Thursday, February 03, 2022

The Language of the Debate (5)

[Editor’s note: Nobody ever wants to be called racist, and yet the word is everywhere these days. It also doesn’t mean what it used to mean, which means it was one of those words I planned to get to in this series eventually. All too conveniently, Immanuel Can sent me an email this week analyzing the current usage of the term (and the logic behind the change in meaning) better than I might. I have reproduced it below.

Trust you enjoy it. — Tom]

9. Racist

Individuals and Systems

Things I’ve been pondering … social criticism, and all that.

I’ve only recently got my head around the idea of what social justice (‘SJ’ or ‘SJW’) types mean when they call everybody “racist”.

I always thought of it in terms of the classical sort of definition of the term, meaning “an individual who believes that ‘race’ (a dubious concept in itself, of course) is determinative of the value of other individuals”.

But this is not the SJ usage. In SJ usage, racism is not limited to the practice of individuals. After all, the individual, according to them, is just a creation of his environment: and racism is SYSTEMIC.

Racist from Womb to Tomb

This is a difference of huge importance. For while in classical usage, one actually has to hold personally to particular views about race, in SJ usage one can be racist without holding any views at all. All one has to do to be an SJ-racist is to serve as a functionary of any party of the “system” that is already presumed to be itself racist and unjust.

And that’s every system that currently exists, of course. The social justice crowd insists systemic racism is built into the very structure of traditional or received society: all our institutions, all our ways of thinking, all our everyday living procedures. All are “racist”, in that their structure serves to reinforce practices and institutions of “injustice”.

The upshot of this is that all one has to do, in SJW-think, in order to be genuinely racist, is to stand for, uphold or serve any element of the status quo, or fail to be vociferous and violent enough in campaigning for its overthrow. That makes you a racist regardless of your conscious beliefs on the subject. By this redefinition, all institutions and businesses are racist, all authorities are racist, all parents are racist ... because all of these fail to respond instantly and supinely to the SJW agenda.

In other words, for SJWs, “racist” simply means any kind of conservative. Or even more plainly, it simply means “not-SJW”.

Freeing the Conscience

Once one understands this perverted and self-serving employment of the term “racist”, one stops feeling the moral sting of having been insulted or called out for unfair attitudes to other human beings. All “racist” really means to the woke crowd is somebody who resists Neo-Marxism.
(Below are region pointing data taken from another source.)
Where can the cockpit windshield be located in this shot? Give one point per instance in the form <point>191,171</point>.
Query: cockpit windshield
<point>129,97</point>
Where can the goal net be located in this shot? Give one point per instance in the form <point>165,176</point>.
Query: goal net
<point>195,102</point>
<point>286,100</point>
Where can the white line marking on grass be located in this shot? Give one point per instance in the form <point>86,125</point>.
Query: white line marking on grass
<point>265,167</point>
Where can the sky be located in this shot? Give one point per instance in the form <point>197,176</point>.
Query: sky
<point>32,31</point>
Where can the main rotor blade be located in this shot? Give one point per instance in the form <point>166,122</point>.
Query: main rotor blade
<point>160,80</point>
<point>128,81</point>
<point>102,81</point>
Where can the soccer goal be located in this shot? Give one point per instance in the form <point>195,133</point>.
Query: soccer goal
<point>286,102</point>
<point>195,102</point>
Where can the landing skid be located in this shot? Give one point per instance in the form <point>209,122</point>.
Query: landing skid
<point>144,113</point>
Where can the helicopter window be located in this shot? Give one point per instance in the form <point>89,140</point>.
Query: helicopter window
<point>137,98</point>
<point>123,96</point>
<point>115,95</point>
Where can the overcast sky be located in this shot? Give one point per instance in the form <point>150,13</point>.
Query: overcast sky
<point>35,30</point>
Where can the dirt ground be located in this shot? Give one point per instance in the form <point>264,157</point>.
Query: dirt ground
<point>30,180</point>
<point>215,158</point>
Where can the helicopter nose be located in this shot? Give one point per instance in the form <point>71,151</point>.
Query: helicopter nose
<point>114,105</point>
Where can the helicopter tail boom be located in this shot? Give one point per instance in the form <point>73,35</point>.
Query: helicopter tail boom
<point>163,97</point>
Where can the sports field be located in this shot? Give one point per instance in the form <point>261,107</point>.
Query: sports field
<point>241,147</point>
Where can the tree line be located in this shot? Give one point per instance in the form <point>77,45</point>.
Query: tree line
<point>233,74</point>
Of course, the power of the term depends on us not understanding how loosely and dishonestly the SJWs are employing it, and on being vexed in our post-Protestant consciences for perhaps failing to be sufficiently open-minded and free of bias. (The conservative conscience is often tender and sensitive in degrees that the sclerotic SJW self-certainty never is.) So they want to use it as freely as their definition of it will allow, but want us to feel the sting of it in a classical way.

Time to disambiguate the usage, I think.

Afterthought: In a clichéd phrase like “Punch a Nazi”, I wonder what their use of the word “Nazi” signifies. I suspect it means something similar: anybody who is not whole-hog SJW. But there might be some additional twisting of language and concepts going on. They certainly don’t mean it to refer to followers of the ideology of the National Socialist party in pre-war Germany, or even to people who might follow their historical lead. It seems to be used to mean something quite different.